Can you give a brief overview of your strategy in terms of what you are trying to achieve for investors, your investment process?
The Vontobel Fund - TwentyFour Sustainable Short Term Bond Income fund (SSTBI) seeks to provide investors with a sustainable fixed income solution that doesn't compromise overall returns.
Based on our well-known Vontobel Fund - TwentyFour Absolute Return Credit Fund (ARC), SSTBI deploys a tailored mix of positive and negative screening that is designed to reward companies for sound ESG practices.
Like ARC, SSTBI is an actively managed short term bond fund that aims to deliver steady returns in any market environment while keeping volatility to a minimum. With strict risk parameters and a focus on short dated investment grade bonds, the managers aim to sustainably capture nearly all the returns of higher risk strategies but with a fraction of the drawdowns expected in tougher market conditions.
At least two-thirds of the SSTBI portfolio must be invested in short dated (0-5yr) investment grade credit at all times. We also choose to limit the number of individual bond positions to around 100 (to allow the opportunity for stock selection alpha) and have a strong bias towards BBB rated corporate bonds (in order to target a more attractive yield).
The fund's sustainability overlay begins with a negative screen which rules out various ‘sin' sectors, but then importantly adds a positive screen which excludes any bond issuers we score lower than 34 out of 100. This actively rewards those issuers in the top half of the ESG distribution, helping to ensure clients' capital is being invested sustainably and responsibly while still benefiting from TwentyFour's specialist and active approach to fixed income.
How are you positioning your portfolio in uncertain times? (Max 200 words)
Over the last few months the team has reduced the portfolio's duration to under two years, increased exposure to 0-12 month bonds to more than one-third of the total allocation, and increased exposure to the floating rate European asset-backed securities (ABS) sector. This is aimed at defending the portfolio against the impact of inflation and more aggressive central bank policy by limiting duration, while allowing SSTBI to target the more attractive yields we're currently seeing in short dated bonds.

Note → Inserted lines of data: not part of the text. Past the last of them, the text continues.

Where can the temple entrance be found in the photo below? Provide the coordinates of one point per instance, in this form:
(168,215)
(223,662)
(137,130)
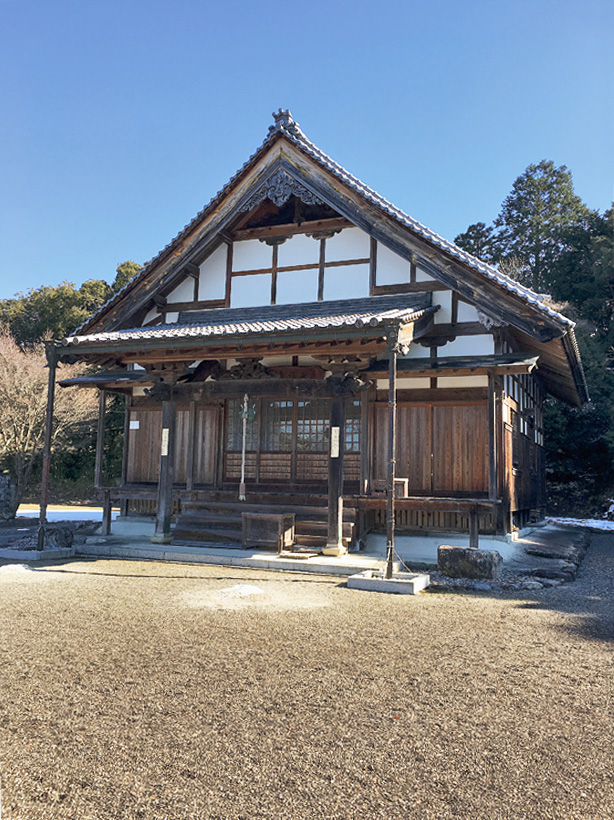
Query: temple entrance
(287,441)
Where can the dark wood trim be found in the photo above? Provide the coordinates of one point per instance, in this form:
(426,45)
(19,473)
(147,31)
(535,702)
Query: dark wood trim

In addition, short term bonds possess some natural advantages that TwentyFour believes can offer investors some comfort at this uncertain phase of the cycle. First, they can benefit from ‘roll-down', which is the capital gain created by the natural fall in a bond's yield as it approaches maturity, an effect that is enhanced when yield curves are steep at the short end - as they are today. Another natural advantage of short term bonds, particularly those with around 12 months to maturity, is ‘pull-to-par', which reflects the reality that as a bond approaches its maturity date, it begins to ‘pull' to its par value as default risk becomes increasingly negligible and the cash price of the bond amortises, typically to 100.
Can you identify a couple of key investment opportunities for your fund you are playing at the moment in the portfolio? This could be at a stock, sector or thematic level.
While rising yields have been painful for many fixed income investors - especially those holding longer dated assets - yields in short term corporate bonds generally look attractive to us given their relative lack of interest rate risk.
Right now, the team is looking to boost portfolio yield by making high conviction allocations to corporate hybrid bonds with ultra-short maturities. Because hybrids are expected to operate according to a call schedule rather than a set maturity, they typically offer higher spreads than vanilla corporate bonds at any given credit rating as compensation for the risk that a hybrid issue may not get called. At short maturities this risk is dramatically reduced but we find the yield tends to remain relatively high; today some short dated investment grade corporate hybrid bonds are trading with yields in excess of 5%.
The managers have also recently maximised their permitted allocation to European ABS, which as a primarily floating rate asset class comes virtually free of interest rate risk, removing a key danger in today's inflationary environment. Yields here also look compelling with a number of single A-rated European residential mortgage-backed securities, for example, providing yields of circa 3%.